Monza sindaco Dario Allevi (Foto by Fabrizio Radaelli)

Coronavirus, Monza ricorda i morti e invoca San Gerardo: «In città sono 36 dall’inizio dell’emergenza»

Sono 36 a Monza le persone morte per conseguenze del coronavirus dall’inizio dell’emergenza sanitarie. Lo fa sapere il sindaco Dario Allevi alla vigilia del minuto di silenzio in memoria delle vittime. Martedì alle 12.

Sono 36 a Monza le persone morte per conseguenze del coronavirus dall’inizio dell’emergenza sanitarie. Lo fa sapere il sindaco Dario Allevi, in una nota, anticipando i contenuti dell’iniziativa in programma per martedì 31 marzo alle 12: il momento in cui, con fascia tricolore e bandiere a mezz’asta, i Comuni ricordano con un minuto di silenzio le persone che non ce l’hanno fatta. Una iniziativa promossa dalla provincia di Bergamo e sposata da Anci. Col sindaco è attesa la presenza del comandate della polizia locale Pietro Curcio.

«È un gesto simbolico – spiega il sindaco Dario Allevi – per onorare tutte le persone che non ce l’hanno fatta, per colpa di questo maledetto virus. Non sono numeri. Sono donne e uomini con un nome e un cognome, una famiglia, una storia. Donne e uomini che resteranno per sempre nel nostro cuore. Come lo straordinario lavoro che, in tutti gli ospedali, ogni giorno fanno altre donne e uomini.

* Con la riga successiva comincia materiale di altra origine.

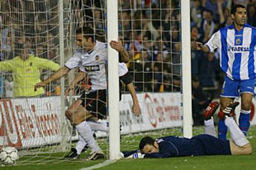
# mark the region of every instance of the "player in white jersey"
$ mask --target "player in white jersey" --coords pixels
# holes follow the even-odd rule
[[[250,127],[250,113],[254,96],[256,73],[256,29],[246,23],[247,11],[243,5],[233,7],[233,24],[223,28],[203,45],[195,42],[194,48],[204,52],[220,50],[220,65],[226,74],[220,95],[221,111],[241,95],[242,106],[239,127],[247,135]],[[218,122],[218,137],[226,138],[227,127],[222,120]]]
[[[140,108],[139,104],[139,101],[137,98],[134,87],[133,86],[133,84],[132,84],[132,80],[129,77],[129,72],[128,72],[128,69],[126,66],[126,64],[124,62],[119,63],[119,76],[120,85],[122,84],[121,82],[124,83],[127,86],[131,95],[132,101],[133,101],[133,106],[132,107],[132,111],[134,115],[135,115],[136,116],[139,116],[141,114]],[[76,79],[75,78],[75,79]],[[76,83],[76,82],[72,82],[70,83],[71,85],[69,87],[66,93],[69,91],[69,89],[74,88],[74,85],[75,83]],[[122,86],[120,85],[120,87],[122,87]],[[92,98],[90,96],[90,93],[88,94],[88,96],[85,95],[84,96],[84,97],[85,98],[84,100],[84,101],[85,101],[85,104],[86,103],[90,103],[91,102]],[[119,100],[121,100],[121,91],[120,91]],[[101,98],[101,101],[102,101],[102,98]],[[104,98],[105,99],[106,96],[105,96]],[[103,111],[106,111],[106,103],[103,103],[101,102],[100,102],[100,103],[102,104],[100,106],[102,107],[102,108],[104,108],[104,109],[101,109],[101,111],[101,111],[102,113]],[[90,109],[91,106],[87,106],[87,104],[85,106],[86,106],[85,108],[87,109],[93,110],[93,109]],[[86,120],[87,121],[87,123],[89,125],[91,129],[93,132],[98,130],[98,131],[101,131],[101,132],[105,132],[108,133],[108,127],[106,126],[106,125],[105,124],[101,124],[96,121],[97,119],[98,119],[97,118],[105,119],[105,117],[104,116],[101,116],[100,117],[100,116],[98,116],[98,117],[96,117],[95,116],[95,114],[93,114],[93,112],[91,112],[91,113],[92,114],[90,115],[89,114],[87,115],[87,119],[86,119]],[[83,138],[82,138],[79,135],[79,139],[76,144],[75,147],[72,148],[69,154],[67,154],[65,156],[65,158],[74,158],[74,159],[79,158],[80,157],[80,155],[81,154],[81,153],[87,150],[87,148],[88,148],[87,146],[88,145],[87,145],[87,142],[83,139]]]
[[[45,87],[49,82],[58,80],[66,75],[71,69],[79,67],[81,73],[86,72],[92,79],[92,90],[95,95],[104,93],[106,88],[106,80],[105,74],[105,63],[106,59],[106,44],[95,41],[94,30],[88,27],[80,28],[76,31],[76,44],[82,49],[75,53],[58,71],[52,75],[44,82],[37,83],[35,90]],[[117,41],[111,41],[115,44],[115,49],[121,55],[126,54]],[[104,100],[104,99],[103,99]],[[100,100],[99,100],[100,101]],[[92,135],[92,132],[87,124],[85,113],[90,113],[85,110],[81,104],[81,100],[77,100],[73,103],[65,113],[66,116],[75,127],[79,135],[88,143],[91,148],[90,159],[96,159],[104,157],[101,148]],[[75,108],[72,109],[72,108]],[[96,108],[98,109],[98,108]]]

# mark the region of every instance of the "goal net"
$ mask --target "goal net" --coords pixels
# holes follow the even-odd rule
[[[48,162],[49,158],[62,161],[79,140],[64,111],[92,88],[90,77],[85,77],[64,96],[78,69],[70,70],[64,79],[50,83],[41,93],[35,93],[34,85],[51,76],[77,51],[77,28],[90,27],[95,40],[109,40],[106,16],[111,9],[107,10],[106,1],[0,1],[0,147],[17,148],[20,164]],[[118,36],[129,54],[126,65],[141,110],[139,117],[133,114],[137,100],[122,82],[119,105],[121,151],[137,148],[140,139],[146,135],[182,134],[182,91],[189,91],[183,90],[182,83],[190,85],[182,80],[184,76],[189,80],[190,75],[182,74],[182,67],[190,74],[190,66],[184,68],[187,65],[182,64],[181,6],[177,0],[118,1]],[[30,61],[32,57],[43,59],[38,67],[34,62],[37,61]],[[111,57],[108,56],[106,64]],[[12,64],[12,69],[4,64]],[[108,126],[108,116],[97,123]],[[95,132],[109,158],[108,132]],[[90,150],[81,157],[89,153]]]

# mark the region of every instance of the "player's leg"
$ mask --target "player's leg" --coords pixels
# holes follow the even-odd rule
[[[223,111],[224,114],[218,114],[220,119],[223,120],[230,132],[233,141],[229,142],[230,151],[232,155],[250,155],[252,148],[244,134],[236,124],[233,116],[232,110],[239,104],[238,102],[230,104]]]
[[[221,97],[220,101],[220,111],[223,111],[224,109],[233,101],[233,98]],[[219,119],[218,122],[218,137],[220,138],[226,139],[228,132],[228,128],[225,125],[224,121]]]
[[[226,76],[220,95],[220,112],[223,111],[234,100],[234,98],[239,96],[238,89],[239,82],[233,80]],[[218,137],[226,139],[227,132],[228,129],[225,123],[223,120],[220,119],[218,124]]]
[[[241,81],[239,85],[242,103],[239,127],[245,136],[250,127],[250,106],[254,97],[254,79]]]
[[[106,119],[106,90],[101,90],[90,93],[89,95],[87,96],[86,103],[85,106],[87,110],[90,111],[90,113],[92,114],[92,115],[93,115],[93,117],[96,119]],[[90,160],[95,160],[102,158],[104,158],[104,155],[102,153],[102,152],[93,151],[90,155],[88,159]]]
[[[233,117],[225,118],[233,141],[230,141],[230,150],[232,155],[251,155],[252,148],[244,134],[240,130]]]

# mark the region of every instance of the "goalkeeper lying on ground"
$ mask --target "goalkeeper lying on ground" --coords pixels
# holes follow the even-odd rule
[[[215,155],[251,155],[252,148],[242,131],[236,124],[232,110],[239,104],[238,102],[230,104],[219,114],[218,117],[224,121],[230,131],[233,140],[218,138],[215,137],[212,116],[219,106],[218,102],[210,104],[205,111],[205,134],[196,135],[192,138],[176,136],[163,137],[153,140],[146,137],[139,144],[139,150],[123,151],[124,158],[160,158],[186,156],[201,156]]]

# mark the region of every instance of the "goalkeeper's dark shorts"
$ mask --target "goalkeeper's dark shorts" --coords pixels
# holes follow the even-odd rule
[[[231,155],[229,141],[208,134],[196,135],[192,138],[202,146],[201,155]]]
[[[100,119],[106,118],[106,90],[83,93],[80,100],[82,101],[81,104],[96,117]]]

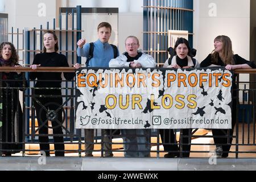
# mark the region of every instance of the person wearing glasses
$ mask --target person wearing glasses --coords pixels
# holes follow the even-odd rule
[[[112,59],[109,62],[109,67],[155,67],[155,60],[151,56],[138,51],[139,43],[136,36],[128,36],[125,44],[126,52],[115,59]],[[150,156],[150,130],[122,129],[121,131],[124,135],[125,157]]]

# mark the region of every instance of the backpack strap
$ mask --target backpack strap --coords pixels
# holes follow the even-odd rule
[[[169,57],[169,59],[168,60],[168,64],[169,65],[172,64],[172,57]]]
[[[110,44],[112,47],[113,51],[114,52],[114,58],[116,58],[118,54],[118,51],[117,46],[113,44]],[[89,61],[93,57],[93,51],[94,49],[94,46],[93,42],[90,43],[90,48],[89,49],[89,56],[86,60],[86,63],[85,63],[85,65],[86,67],[88,66]]]
[[[93,57],[93,50],[94,49],[94,46],[93,42],[90,43],[90,48],[89,49],[89,56],[87,57],[86,62],[85,63],[85,65],[86,67],[89,65],[89,61]]]
[[[111,46],[112,46],[113,51],[114,51],[114,59],[116,58],[118,54],[118,51],[117,49],[117,47],[115,45],[111,44],[110,44],[110,45],[111,45]]]

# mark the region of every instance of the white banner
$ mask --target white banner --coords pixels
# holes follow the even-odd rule
[[[232,73],[222,68],[81,68],[77,129],[231,129]]]

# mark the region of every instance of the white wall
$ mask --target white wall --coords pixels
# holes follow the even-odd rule
[[[118,7],[118,48],[120,53],[125,51],[125,40],[135,35],[143,48],[143,0],[67,0],[68,7]],[[96,30],[97,31],[97,30]]]
[[[220,35],[228,36],[234,53],[249,60],[250,0],[194,0],[193,3],[193,48],[197,49],[199,61],[212,52],[214,39]],[[249,81],[249,77],[240,74],[240,80]]]
[[[56,2],[52,0],[6,0],[5,12],[9,14],[9,32],[24,27],[46,27],[46,22],[52,26],[55,18]],[[52,24],[51,24],[52,23]]]

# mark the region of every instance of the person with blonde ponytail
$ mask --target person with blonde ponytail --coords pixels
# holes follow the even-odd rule
[[[219,35],[217,36],[214,40],[214,49],[201,63],[200,67],[221,66],[225,67],[225,69],[228,70],[255,68],[256,67],[253,63],[245,60],[237,54],[234,54],[231,40],[227,36]],[[215,151],[217,156],[219,158],[228,156],[232,143],[232,136],[233,136],[234,127],[236,125],[237,105],[239,104],[237,101],[237,86],[236,84],[236,78],[233,80],[232,87],[232,128],[230,130],[229,133],[228,132],[228,130],[212,130],[213,139],[216,145]],[[228,136],[227,136],[228,135]],[[220,136],[222,137],[220,138]]]

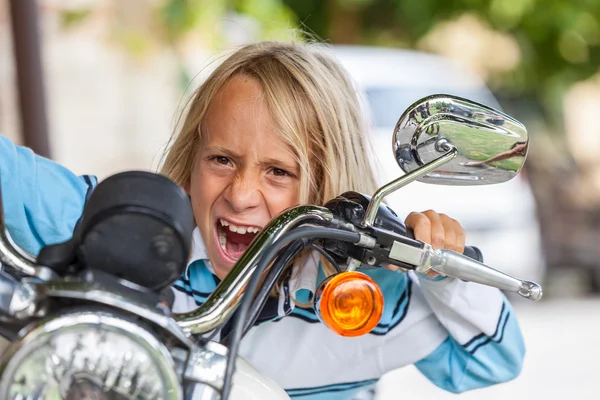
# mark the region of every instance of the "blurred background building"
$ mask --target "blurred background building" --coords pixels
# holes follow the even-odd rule
[[[47,155],[101,179],[156,169],[190,92],[224,51],[259,39],[333,44],[365,99],[378,152],[388,151],[390,115],[393,124],[426,94],[462,95],[522,121],[531,145],[514,182],[468,193],[415,184],[394,208],[447,210],[492,265],[545,284],[540,303],[515,302],[530,354],[522,376],[461,397],[597,398],[599,0],[0,0],[0,132],[31,145],[20,119],[17,3],[37,11]],[[382,181],[400,172],[382,164]],[[445,398],[412,369],[380,385],[379,398],[400,396]]]

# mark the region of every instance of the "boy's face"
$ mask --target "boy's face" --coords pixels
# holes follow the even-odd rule
[[[202,126],[188,192],[215,273],[223,279],[269,221],[298,204],[300,167],[249,77],[231,79]]]

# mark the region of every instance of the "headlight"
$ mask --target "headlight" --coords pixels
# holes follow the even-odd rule
[[[167,348],[140,325],[79,311],[38,324],[6,351],[0,399],[181,399]]]

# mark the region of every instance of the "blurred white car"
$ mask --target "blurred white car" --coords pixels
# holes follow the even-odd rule
[[[400,115],[415,101],[443,93],[501,109],[481,79],[440,56],[358,46],[332,50],[365,102],[380,184],[403,174],[392,152],[392,134]],[[427,209],[445,213],[462,224],[467,244],[479,247],[488,265],[521,279],[543,281],[536,204],[524,172],[508,182],[484,186],[413,182],[390,195],[387,203],[401,217]]]

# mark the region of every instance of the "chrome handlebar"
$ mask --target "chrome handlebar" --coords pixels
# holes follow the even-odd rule
[[[33,257],[15,246],[6,229],[2,211],[2,202],[0,201],[0,261],[16,268],[25,275],[49,280],[40,274],[44,267],[37,266],[33,261]],[[188,336],[205,334],[218,328],[239,305],[244,289],[256,270],[257,263],[264,250],[282,235],[303,224],[333,226],[343,223],[336,219],[329,209],[324,207],[298,206],[287,210],[273,219],[259,233],[232,271],[223,279],[202,306],[190,313],[173,315],[177,325]],[[361,228],[358,229],[362,230]],[[364,233],[367,233],[369,228],[364,229]],[[390,249],[389,258],[405,265],[412,265],[417,272],[427,272],[429,269],[433,269],[458,279],[515,292],[533,301],[537,301],[542,297],[540,285],[534,282],[519,280],[449,250],[434,250],[427,244],[422,247],[415,247],[396,241]]]
[[[190,313],[175,314],[175,320],[189,334],[207,333],[219,327],[238,306],[241,295],[266,248],[302,223],[322,224],[332,222],[333,219],[331,211],[324,207],[299,206],[284,212],[272,220],[252,241],[231,272],[203,305]]]

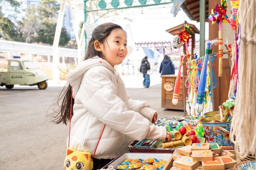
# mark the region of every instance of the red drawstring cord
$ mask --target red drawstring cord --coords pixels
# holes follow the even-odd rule
[[[101,132],[101,134],[100,134],[100,136],[99,136],[99,141],[98,141],[98,143],[97,143],[97,145],[96,145],[96,148],[95,148],[95,150],[94,151],[94,153],[93,154],[93,156],[92,156],[92,160],[93,160],[93,158],[94,158],[94,155],[95,155],[95,153],[96,153],[96,150],[97,150],[97,148],[98,148],[98,145],[99,145],[99,140],[100,140],[100,138],[101,138],[101,136],[102,136],[102,133],[103,133],[103,131],[104,131],[104,129],[105,128],[105,126],[106,126],[106,124],[104,125],[104,127],[103,127],[103,129],[102,129],[102,131]]]
[[[70,147],[70,130],[71,129],[71,117],[72,116],[72,102],[73,101],[73,90],[71,89],[71,104],[70,106],[70,130],[68,134],[68,147]],[[100,138],[101,138],[101,136],[102,136],[102,133],[103,133],[103,131],[104,131],[104,129],[105,128],[105,126],[106,126],[106,124],[104,125],[104,127],[103,127],[103,129],[102,129],[102,131],[101,132],[101,133],[100,134],[100,136],[99,136],[99,141],[98,141],[98,143],[97,143],[97,145],[96,145],[96,148],[95,149],[95,150],[94,151],[94,153],[93,154],[93,156],[92,156],[92,160],[93,160],[93,158],[94,158],[94,155],[95,155],[95,153],[96,153],[96,150],[97,150],[97,148],[98,148],[98,145],[99,145],[99,140],[100,140]]]

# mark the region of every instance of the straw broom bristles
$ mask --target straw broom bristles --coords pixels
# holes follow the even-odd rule
[[[256,157],[256,1],[241,0],[238,81],[230,139],[241,158]]]

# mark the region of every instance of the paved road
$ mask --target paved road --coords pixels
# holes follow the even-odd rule
[[[131,97],[149,101],[159,118],[183,116],[183,111],[161,108],[161,78],[157,73],[150,77],[148,89],[142,86],[142,74],[122,79]],[[49,81],[45,90],[36,86],[0,88],[0,169],[63,169],[68,127],[54,124],[46,116],[63,83]]]

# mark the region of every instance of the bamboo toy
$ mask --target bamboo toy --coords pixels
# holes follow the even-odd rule
[[[221,5],[218,4],[214,9],[211,9],[211,13],[208,18],[211,20],[211,24],[216,22],[219,24],[219,40],[218,44],[219,45],[219,76],[222,76],[222,57],[223,57],[223,50],[222,49],[222,22],[226,22],[228,17],[226,15],[226,0],[221,0]]]
[[[178,103],[179,101],[179,86],[180,85],[180,79],[181,79],[181,66],[183,64],[183,56],[181,55],[180,56],[180,60],[179,61],[179,71],[178,71],[178,74],[177,77],[176,77],[176,79],[175,80],[175,84],[174,84],[174,89],[173,92],[173,94],[172,96],[172,100],[171,100],[171,103],[174,105],[176,105]]]
[[[200,113],[204,110],[204,92],[205,91],[205,85],[206,84],[206,79],[207,75],[207,67],[208,62],[208,59],[211,51],[210,49],[211,43],[207,42],[207,48],[206,51],[205,57],[201,76],[199,80],[199,85],[197,90],[197,95],[196,95],[196,102],[195,103],[195,108],[198,113]]]
[[[173,148],[183,145],[192,145],[192,140],[186,136],[184,136],[182,139],[175,142],[166,142],[163,143],[163,148]]]

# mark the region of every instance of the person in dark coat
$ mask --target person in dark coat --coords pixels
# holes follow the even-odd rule
[[[159,69],[159,73],[161,75],[175,74],[175,69],[170,57],[164,55],[164,59],[161,62]]]
[[[147,56],[145,56],[142,60],[142,64],[139,68],[139,71],[143,74],[143,86],[146,88],[149,87],[150,85],[150,77],[147,74],[148,70],[150,69],[150,64],[147,60]]]

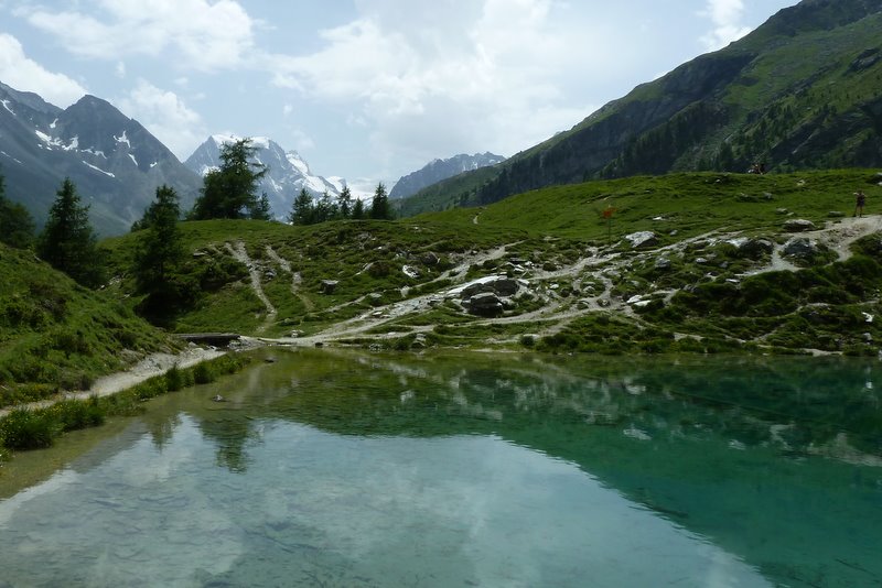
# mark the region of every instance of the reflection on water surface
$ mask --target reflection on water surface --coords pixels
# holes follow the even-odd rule
[[[0,585],[882,584],[878,363],[272,353],[0,501]]]

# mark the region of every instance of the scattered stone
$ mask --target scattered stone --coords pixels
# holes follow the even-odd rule
[[[772,251],[775,250],[775,243],[768,239],[746,239],[742,244],[738,246],[738,250],[751,259],[756,259],[765,254],[772,254]]]
[[[814,231],[816,228],[814,222],[804,218],[794,218],[784,224],[784,230],[787,232]]]
[[[782,253],[786,258],[811,259],[818,253],[818,243],[814,239],[796,237],[784,244]]]
[[[670,263],[670,260],[668,258],[658,258],[657,260],[655,260],[655,269],[656,270],[667,271],[667,270],[670,270],[670,268],[671,268],[671,263]]]
[[[493,292],[482,292],[472,296],[469,302],[469,312],[480,316],[497,316],[503,312],[503,303]]]
[[[632,249],[656,247],[658,244],[658,236],[653,231],[632,232],[631,235],[625,235],[625,239],[631,242]]]

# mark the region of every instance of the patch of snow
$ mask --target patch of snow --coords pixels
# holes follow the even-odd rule
[[[85,163],[85,164],[86,164],[88,167],[92,167],[92,168],[93,168],[93,170],[95,170],[96,172],[100,172],[100,173],[103,173],[104,175],[106,175],[106,176],[109,176],[109,177],[116,177],[116,175],[111,174],[110,172],[105,172],[105,171],[104,171],[104,170],[101,170],[100,167],[96,167],[95,165],[90,164],[89,162],[87,162],[87,161],[85,161],[85,160],[80,160],[80,161],[83,161],[83,163]]]
[[[646,433],[645,431],[641,431],[637,427],[626,428],[622,433],[624,433],[625,437],[631,437],[632,439],[637,439],[637,440],[653,439],[653,437],[650,437],[648,433]]]
[[[477,280],[472,280],[471,282],[466,282],[465,284],[460,284],[459,286],[448,290],[444,293],[444,297],[452,298],[460,296],[462,291],[473,284],[487,284],[490,282],[495,282],[496,280],[504,280],[507,276],[505,274],[496,274],[496,275],[485,275],[484,277],[478,277]]]
[[[289,151],[284,154],[288,159],[288,163],[294,166],[294,170],[303,174],[304,176],[309,176],[310,174],[310,166],[300,159],[300,154],[297,151]]]
[[[340,176],[331,176],[326,178],[327,182],[336,188],[337,192],[343,192],[346,187],[346,181]]]
[[[36,137],[46,144],[46,146],[52,148],[52,145],[55,146],[61,145],[61,143],[56,139],[51,138],[40,129],[34,129],[34,132],[36,133]]]

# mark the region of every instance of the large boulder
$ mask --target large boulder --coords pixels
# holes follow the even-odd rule
[[[745,239],[744,242],[742,242],[738,248],[741,254],[751,259],[757,259],[765,254],[772,254],[774,249],[775,243],[768,239]]]
[[[322,294],[333,294],[337,288],[337,284],[340,284],[340,282],[336,280],[322,280],[320,290]]]
[[[475,294],[466,301],[469,312],[480,316],[497,316],[503,312],[503,302],[493,292]]]

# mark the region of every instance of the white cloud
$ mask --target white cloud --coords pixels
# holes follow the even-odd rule
[[[707,0],[701,13],[713,23],[713,30],[701,37],[708,51],[717,51],[751,32],[750,26],[741,24],[744,13],[742,0]]]
[[[116,101],[127,116],[137,119],[181,161],[207,137],[202,118],[173,91],[139,79],[128,96]]]
[[[53,74],[28,58],[18,39],[0,33],[0,80],[21,91],[33,91],[55,106],[66,108],[87,94],[86,88],[63,74]]]
[[[555,0],[356,6],[356,20],[320,33],[319,51],[267,68],[306,99],[357,102],[348,123],[369,130],[387,170],[462,151],[510,155],[569,129],[591,109],[564,84],[610,67],[609,33],[568,21]]]
[[[237,67],[254,48],[252,21],[233,0],[84,0],[84,11],[15,10],[74,54],[103,59],[168,52],[182,68]]]

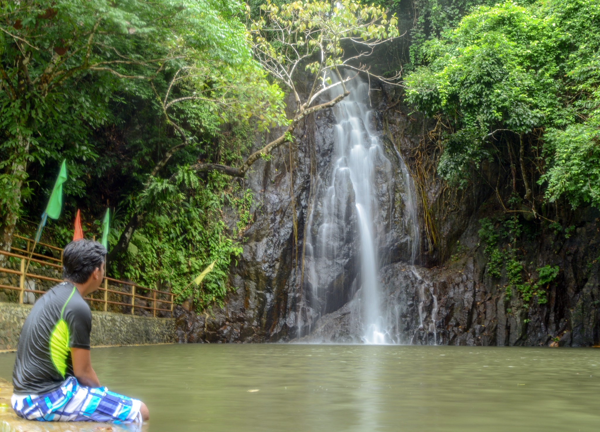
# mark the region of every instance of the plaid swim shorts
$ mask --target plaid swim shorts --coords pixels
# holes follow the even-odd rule
[[[106,387],[81,385],[73,376],[54,391],[44,394],[13,394],[13,409],[28,420],[141,422],[137,399],[109,391]]]

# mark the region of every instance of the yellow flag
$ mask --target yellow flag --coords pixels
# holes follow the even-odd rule
[[[212,262],[211,263],[210,265],[209,265],[208,267],[206,267],[206,268],[205,268],[204,271],[202,271],[202,273],[201,273],[197,277],[196,277],[195,279],[194,279],[194,283],[196,283],[196,285],[199,285],[200,283],[201,282],[202,282],[202,279],[204,279],[204,277],[205,276],[206,276],[207,274],[208,274],[209,273],[211,273],[212,271],[212,268],[214,267],[215,267],[215,262],[217,262],[216,260],[212,261]]]

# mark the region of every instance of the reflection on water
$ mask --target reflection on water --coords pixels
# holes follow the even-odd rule
[[[189,345],[97,348],[92,357],[104,385],[147,403],[152,431],[600,425],[594,349]],[[10,376],[14,358],[0,355],[0,376]]]

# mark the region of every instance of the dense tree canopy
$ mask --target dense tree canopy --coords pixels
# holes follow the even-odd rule
[[[340,85],[331,71],[361,67],[343,45],[398,35],[385,8],[348,0],[257,10],[211,0],[0,1],[2,247],[17,220],[31,235],[26,220],[39,217],[66,158],[65,217],[49,225],[49,241],[68,240],[78,207],[88,235],[98,234],[107,206],[114,276],[167,283],[199,307],[221,301],[251,220],[251,194],[232,177],[346,96],[323,100]],[[304,42],[272,37],[282,23]],[[293,87],[307,66],[314,85],[301,101]],[[290,90],[301,103],[286,113]],[[256,134],[269,132],[257,149]],[[203,286],[190,286],[213,261]]]
[[[533,180],[551,201],[600,206],[599,13],[588,0],[480,6],[425,44],[407,94],[445,125],[443,176],[464,184],[499,141],[514,141],[526,200]]]

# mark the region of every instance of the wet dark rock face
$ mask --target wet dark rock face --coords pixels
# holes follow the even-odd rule
[[[452,249],[458,241],[460,249],[451,250],[445,255],[450,258],[445,258],[424,247],[422,266],[411,265],[412,239],[405,214],[407,186],[399,174],[394,147],[408,154],[418,143],[418,132],[427,129],[409,121],[401,110],[386,111],[385,92],[373,93],[373,105],[382,113],[376,117],[377,128],[392,173],[391,177],[385,170],[376,173],[380,220],[386,221],[376,229],[382,310],[388,314],[393,327],[389,330],[399,342],[540,346],[557,341],[560,346],[571,346],[600,342],[596,261],[600,214],[591,209],[565,216],[568,225],[575,227],[568,238],[550,232],[528,240],[525,264],[532,268],[547,264],[560,268],[548,287],[545,304],[532,301],[525,305],[516,293],[507,298],[506,278],[488,275],[478,221],[497,209],[490,204],[494,193],[485,187],[467,191],[455,208],[437,221],[445,244]],[[361,325],[353,313],[360,309],[360,265],[353,234],[355,216],[344,216],[348,240],[341,243],[339,267],[326,275],[330,281],[326,288],[315,294],[301,272],[305,225],[314,198],[311,191],[316,197],[316,217],[322,194],[319,188],[311,189],[311,178],[314,182],[314,173],[328,172],[331,164],[334,123],[331,110],[322,111],[295,133],[298,142],[292,147],[292,193],[289,148],[281,147],[270,161],[254,165],[246,185],[255,194],[254,223],[244,234],[248,240],[244,253],[232,269],[231,285],[237,289],[229,294],[223,308],[198,314],[187,303],[176,307],[180,342],[361,342]],[[499,175],[493,167],[487,174],[491,179]],[[326,179],[322,182],[327,184]],[[426,191],[430,202],[442,199],[436,187]],[[316,233],[307,233],[311,235]]]

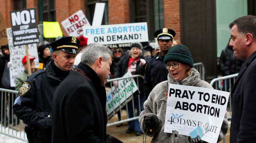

Domani il nostro pensiero sarà rivolto anche ai medici e agli infermieri che da oltre un mese sono in trincea. Noi che siamo la retroguardia di questa guerra li dobbiamo sostenere adottando tutti i comportamenti che ci chiedono le autorità sanitarie. Solo così potremo vincere tutti insieme. E solo così onoreremo i nostri morti».

Sempre martedì, alla stessa ora, il parroco di San Gerardo don Massimo apre l’urna che ospita il corpo del Santo dei Tintori per invocare la sua protezione sulla città. Era già successo nella storia. Pochi giorni dopo la sua scomparsa, nell’anno 1207, gli abitanti di Olgiate Comasco fecero un voto: stremati e terrorizzati per il dilagare della peste, decisero di invocare su di loro la protezione di Gerardo, che a Monza aveva fondato il primo ospedale aperto anche a chi non poteva permettersi di pagare le cure dei medici. Il principio su cui si basa, ancora oggi, la nostra sanità che sta combattendo contro il coronavirus.